EFFECT OF MANUAL THERAPY TECHNIQUES ON HEADACHE DISABILITY IN PATIENTS WITH TENSION-TYPE HEADACHE. RANDOMIZED CONTROLLED TRIAL
 
   

Effect of Manual Therapy Techniques on Headache Disability
in Patients With Tension-type Headache.
Randomized Controlled Trial

This section is compiled by Frank M. Painter, D.C.
Send all comments or additions to:
   Frankp@chiro.org
 
   

FROM:   Eur J Phys Rehabil Med. 2014 (Dec);   50 (6):   641–647

Espí-López GV, Rodríguez-Blanco C, Oliva-Pascual-Vaca A,
Benítez-Martínez JC, Lluch E, Falla D.

Department of Physical Therapy University of Valencia,
Valencia, Spain -
deborah.falla@bccn.uni-goettingen.de


BACKGROUND:   Tension-type headache (TTH) is the most common type of primary headache however there is no clear evidence as to which specific treatment is most effective or whether combined treatment is more effective than individual treatments.

AIM:   To assess the effectiveness of manual therapy techniques, applied to the suboccipital region, on aspects of disability in a sample of patients with tension-type headache.

DESIGN:   Randomized Controlled Trial.

SETTING:     Specialized centre for headache treatment.

POPULATION:   Seventy-six (62 women) patients (age: 39.9 ± 10.9 years) with episodic chronic TTH.

METHODS:   Patients were randomly divided into four treatment groups: 1) suboccipital soft tissue inhibition; 2) occiput-atlas-axis manipulation; 3) combined treatment of both techniques; 4) control. Four sessions were applied over 4 weeks and disability was assessed before and after treatment using the Headache Disability Inventory (HDI). Headache frequency, severity and the functional and emotional subscales of the questionnaire were assessed. Photophobia, phonophobia and pericranial tenderness were also monitored.

RESULTS:   Headache frequency was significantly reduced with the manipulative and combined treatment (P<0.05), and the severity and functional subscale of the HDI changed in all three treatment groups (P<0.05). Manipulation treatment also reduced the score on the emotional subscale of the HDI (P<0.05). The combined intervention showed a greater effect at reducing the overall HDI score compared to the group that received suboccipital soft tissue inhibition and to the control group (both P<0.05). In addition, photophobia, phonophobia and pericranial tenderness only improved in the group receiving combined therapy (P<0.05).

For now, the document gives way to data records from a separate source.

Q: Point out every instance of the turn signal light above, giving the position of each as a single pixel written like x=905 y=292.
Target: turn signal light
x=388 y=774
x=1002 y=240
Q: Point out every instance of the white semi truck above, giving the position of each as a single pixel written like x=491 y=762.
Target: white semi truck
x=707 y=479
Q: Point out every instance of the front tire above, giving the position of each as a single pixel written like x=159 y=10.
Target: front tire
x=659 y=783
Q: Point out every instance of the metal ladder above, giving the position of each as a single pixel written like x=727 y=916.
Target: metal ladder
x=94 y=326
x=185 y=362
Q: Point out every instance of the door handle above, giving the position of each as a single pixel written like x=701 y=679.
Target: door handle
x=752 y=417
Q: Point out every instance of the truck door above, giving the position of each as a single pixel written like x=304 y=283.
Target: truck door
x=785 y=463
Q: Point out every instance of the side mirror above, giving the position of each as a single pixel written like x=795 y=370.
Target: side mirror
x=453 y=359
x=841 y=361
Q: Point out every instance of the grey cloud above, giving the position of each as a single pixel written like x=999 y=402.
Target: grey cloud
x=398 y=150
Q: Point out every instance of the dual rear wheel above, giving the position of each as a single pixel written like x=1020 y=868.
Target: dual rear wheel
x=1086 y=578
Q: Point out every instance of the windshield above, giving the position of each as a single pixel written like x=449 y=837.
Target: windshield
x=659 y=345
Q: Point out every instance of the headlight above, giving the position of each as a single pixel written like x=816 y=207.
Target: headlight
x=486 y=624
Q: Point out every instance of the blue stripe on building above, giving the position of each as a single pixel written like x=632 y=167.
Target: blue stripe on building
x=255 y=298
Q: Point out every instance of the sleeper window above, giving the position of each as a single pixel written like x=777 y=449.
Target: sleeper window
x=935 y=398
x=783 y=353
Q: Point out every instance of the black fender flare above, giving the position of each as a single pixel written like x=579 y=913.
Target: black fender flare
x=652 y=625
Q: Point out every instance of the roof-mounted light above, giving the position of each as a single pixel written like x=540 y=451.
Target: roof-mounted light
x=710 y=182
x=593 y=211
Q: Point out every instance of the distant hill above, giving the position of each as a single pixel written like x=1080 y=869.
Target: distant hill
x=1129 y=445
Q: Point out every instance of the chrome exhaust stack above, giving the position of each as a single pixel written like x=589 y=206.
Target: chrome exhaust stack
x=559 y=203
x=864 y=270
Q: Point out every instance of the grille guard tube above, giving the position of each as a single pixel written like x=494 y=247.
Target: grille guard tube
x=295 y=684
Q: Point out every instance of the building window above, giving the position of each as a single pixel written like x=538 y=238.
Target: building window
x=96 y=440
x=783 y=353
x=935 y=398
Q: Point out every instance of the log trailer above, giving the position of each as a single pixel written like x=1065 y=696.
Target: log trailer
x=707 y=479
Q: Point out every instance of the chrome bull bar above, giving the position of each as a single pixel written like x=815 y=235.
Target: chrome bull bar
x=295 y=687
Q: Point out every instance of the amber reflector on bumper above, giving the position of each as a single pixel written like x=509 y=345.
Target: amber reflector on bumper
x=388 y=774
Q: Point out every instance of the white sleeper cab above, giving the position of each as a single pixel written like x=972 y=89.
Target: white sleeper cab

CONCLUSION:   When given individually, suboccipital soft tissue inhibition and occiput-atlas-axis manipulation resulted in changes in different parameters related to the disability caused by TTH. However, when the two treatments were combined, effectiveness was noted for all aspects of disability and other symptoms including photophobia, phonophobia and pericranial tenderness.

CLINICAL REHABILITATION IMPACT:   Although individual manual therapy treatments showed a positive change in headache features, measures of photophobia, photophobia and pericranial tenderness only improved in the group that received the combined treatment suggesting that combined treatment is the most appropriate for symptomatic relief of TTH.